October Single-Family Rent Growth Triple 2020 Rate
CoreLogic, Irvine, Calif., said single-family rent growth reached 10.9 percent year-over-year in October, up more than three-fold from 3.2 percent a year ago.
Single-family rent growth hit its sixth consecutive record high in October, mirroring record price increases in the for-sale housing market, said Molly Boesel, Principal Economist with CoreLogic. “Rent growth in October 2020 had already recovered from pre-pandemic lows and rent growth this October was more than three times that of a year earlier,” she said.
In its latest Single Family Rent Index report, CoreLogic said rent prices continued their strong upward movement into the fourth quarter as SFR asset vacancy rates remained near 25-year lows. “Tight inventory in the for-sale market has also displaced many potential buyers and forced more demand into single-family rentals as their next best option,” the report said.
CoreLogic found assets with rents equal to 75 percent or less of the regional median saw 9.5 percent year-over-year increases, up from a 2.8 percent rate in October 2020. SFR assets priced between 75 percent and 100 percent of the regional median saw 10.1 percent year-over-year increases.
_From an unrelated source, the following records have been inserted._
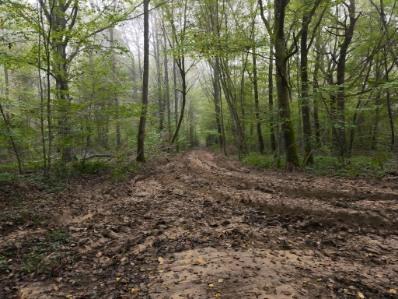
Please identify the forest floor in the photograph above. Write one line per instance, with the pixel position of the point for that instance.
(202, 226)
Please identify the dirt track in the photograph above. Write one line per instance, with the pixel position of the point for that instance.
(201, 226)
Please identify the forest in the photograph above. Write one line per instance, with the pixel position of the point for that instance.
(198, 149)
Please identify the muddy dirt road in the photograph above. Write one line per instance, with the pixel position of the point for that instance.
(202, 226)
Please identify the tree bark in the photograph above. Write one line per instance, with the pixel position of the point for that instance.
(281, 58)
(145, 87)
(261, 146)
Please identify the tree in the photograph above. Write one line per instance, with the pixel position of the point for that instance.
(145, 87)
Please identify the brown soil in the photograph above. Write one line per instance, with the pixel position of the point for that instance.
(202, 226)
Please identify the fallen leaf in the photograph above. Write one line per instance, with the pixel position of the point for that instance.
(360, 295)
(393, 291)
(199, 261)
(134, 290)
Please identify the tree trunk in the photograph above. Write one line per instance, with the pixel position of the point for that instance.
(282, 85)
(340, 135)
(116, 100)
(145, 87)
(166, 83)
(271, 101)
(217, 104)
(305, 107)
(261, 146)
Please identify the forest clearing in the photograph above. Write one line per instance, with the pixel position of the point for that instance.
(202, 226)
(198, 149)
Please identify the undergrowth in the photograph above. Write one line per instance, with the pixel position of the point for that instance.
(357, 166)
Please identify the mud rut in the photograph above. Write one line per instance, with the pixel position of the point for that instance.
(202, 226)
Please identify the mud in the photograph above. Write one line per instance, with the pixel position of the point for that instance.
(202, 226)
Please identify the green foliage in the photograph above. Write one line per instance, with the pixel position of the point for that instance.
(357, 166)
(6, 177)
(261, 161)
(90, 167)
(44, 257)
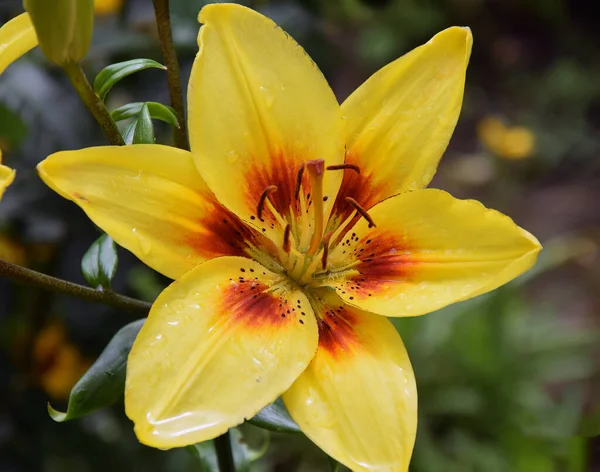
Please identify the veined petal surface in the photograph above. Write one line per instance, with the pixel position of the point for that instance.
(399, 122)
(220, 343)
(259, 109)
(16, 38)
(427, 250)
(151, 200)
(357, 400)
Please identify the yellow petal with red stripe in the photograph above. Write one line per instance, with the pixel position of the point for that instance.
(259, 108)
(151, 200)
(357, 400)
(220, 343)
(16, 38)
(399, 122)
(426, 251)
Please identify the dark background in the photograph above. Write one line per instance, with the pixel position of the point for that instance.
(507, 382)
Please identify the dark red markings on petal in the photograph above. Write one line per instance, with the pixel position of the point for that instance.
(336, 333)
(246, 300)
(224, 234)
(283, 171)
(384, 258)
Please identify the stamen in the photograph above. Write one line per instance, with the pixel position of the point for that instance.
(315, 170)
(344, 167)
(326, 239)
(361, 210)
(261, 201)
(299, 181)
(286, 238)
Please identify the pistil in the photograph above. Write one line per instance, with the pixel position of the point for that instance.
(362, 211)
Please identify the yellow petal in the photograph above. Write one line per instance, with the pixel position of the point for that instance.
(16, 38)
(258, 109)
(399, 122)
(428, 250)
(151, 200)
(220, 343)
(7, 175)
(357, 400)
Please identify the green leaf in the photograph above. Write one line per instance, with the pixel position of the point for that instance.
(103, 384)
(111, 74)
(243, 455)
(158, 111)
(275, 417)
(99, 263)
(144, 130)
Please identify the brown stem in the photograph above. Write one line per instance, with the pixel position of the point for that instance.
(93, 103)
(47, 282)
(163, 23)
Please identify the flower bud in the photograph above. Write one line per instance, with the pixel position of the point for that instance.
(63, 27)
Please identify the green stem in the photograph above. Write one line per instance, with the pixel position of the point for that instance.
(93, 103)
(163, 23)
(37, 279)
(224, 453)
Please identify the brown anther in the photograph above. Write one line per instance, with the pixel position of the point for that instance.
(263, 197)
(299, 181)
(326, 239)
(286, 238)
(344, 167)
(361, 210)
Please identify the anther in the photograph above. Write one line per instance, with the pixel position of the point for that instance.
(299, 181)
(361, 210)
(326, 239)
(344, 167)
(263, 197)
(286, 238)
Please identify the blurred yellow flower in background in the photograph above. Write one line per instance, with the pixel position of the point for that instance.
(107, 7)
(58, 362)
(509, 142)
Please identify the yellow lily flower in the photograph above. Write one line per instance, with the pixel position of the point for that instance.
(290, 231)
(16, 38)
(7, 175)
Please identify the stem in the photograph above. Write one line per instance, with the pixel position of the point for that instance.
(47, 282)
(163, 23)
(93, 103)
(224, 453)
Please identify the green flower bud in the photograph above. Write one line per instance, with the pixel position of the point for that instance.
(63, 27)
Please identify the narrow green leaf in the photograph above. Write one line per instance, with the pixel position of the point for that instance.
(99, 263)
(144, 130)
(158, 111)
(111, 74)
(129, 132)
(103, 384)
(275, 417)
(334, 466)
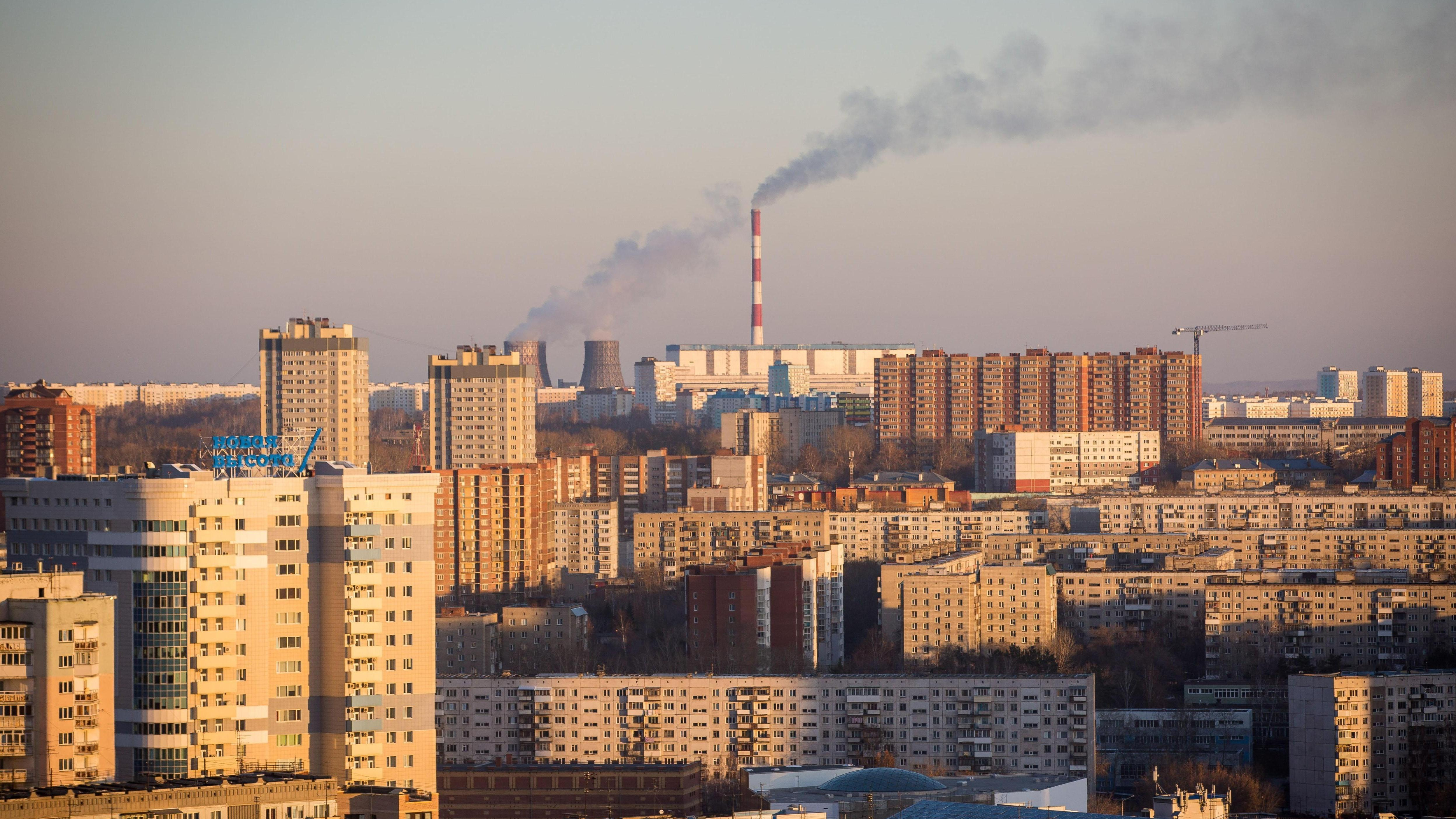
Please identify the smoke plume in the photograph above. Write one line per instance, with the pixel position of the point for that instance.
(1141, 71)
(634, 272)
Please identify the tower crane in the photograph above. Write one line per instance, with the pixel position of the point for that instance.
(1197, 331)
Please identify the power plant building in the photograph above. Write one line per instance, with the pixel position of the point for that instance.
(832, 368)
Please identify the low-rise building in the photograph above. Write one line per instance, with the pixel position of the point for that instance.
(1353, 620)
(1366, 744)
(589, 792)
(542, 627)
(605, 403)
(1132, 600)
(1132, 741)
(274, 796)
(1050, 463)
(1229, 474)
(973, 723)
(466, 642)
(1301, 509)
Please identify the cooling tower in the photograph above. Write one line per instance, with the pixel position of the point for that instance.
(533, 355)
(603, 366)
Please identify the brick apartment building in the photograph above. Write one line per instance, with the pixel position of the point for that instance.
(780, 608)
(493, 531)
(940, 396)
(1423, 455)
(41, 428)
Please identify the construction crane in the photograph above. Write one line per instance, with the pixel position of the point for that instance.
(1197, 331)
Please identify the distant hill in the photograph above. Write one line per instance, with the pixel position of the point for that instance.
(1257, 387)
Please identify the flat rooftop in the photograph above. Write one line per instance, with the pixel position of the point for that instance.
(959, 789)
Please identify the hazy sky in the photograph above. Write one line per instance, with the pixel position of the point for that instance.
(177, 176)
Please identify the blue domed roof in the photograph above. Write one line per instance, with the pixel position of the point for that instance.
(881, 780)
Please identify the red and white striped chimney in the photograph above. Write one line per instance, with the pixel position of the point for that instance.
(758, 282)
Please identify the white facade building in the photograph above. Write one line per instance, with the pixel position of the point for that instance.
(400, 396)
(605, 403)
(656, 385)
(1337, 385)
(965, 722)
(832, 368)
(1049, 463)
(1385, 393)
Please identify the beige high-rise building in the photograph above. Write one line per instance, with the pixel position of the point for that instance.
(1385, 394)
(482, 409)
(263, 621)
(1426, 393)
(57, 722)
(315, 377)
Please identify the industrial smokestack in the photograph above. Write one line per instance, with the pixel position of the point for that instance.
(533, 355)
(756, 318)
(602, 366)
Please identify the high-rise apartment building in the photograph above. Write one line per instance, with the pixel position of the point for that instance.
(790, 379)
(57, 687)
(315, 377)
(44, 432)
(938, 396)
(1424, 393)
(584, 540)
(1002, 604)
(482, 410)
(657, 482)
(1026, 725)
(1423, 455)
(1368, 744)
(780, 608)
(494, 533)
(1385, 393)
(1337, 385)
(256, 617)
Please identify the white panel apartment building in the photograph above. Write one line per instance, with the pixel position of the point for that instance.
(400, 396)
(1049, 463)
(972, 723)
(1276, 511)
(1366, 744)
Higher-middle priced properties (between 100 percent and 125 percent of the median) saw 11.3 percent increases. Higher-priced assets with rents exceeding 125 percent of the regional median saw the highest rent price growth at 11.4 percent, up from just 3.5 percent in October 2020.
Among the 20 largest U.S. metros, Miami reported the highest year-over-year increase in single-family rents in October at 29.7 percent, followed by Phoenix and Las Vegas at 19.3 percent and 16.5 percent, respectively. “These major metros have continued to experience rapid growth as tourism returns and local labor markets improve,” the report said. Chicago logged the lowest annual rent price growth at 4.2 percent in October, but the report noted this figure is more than double the city’s pre-pandemic rent growth rate.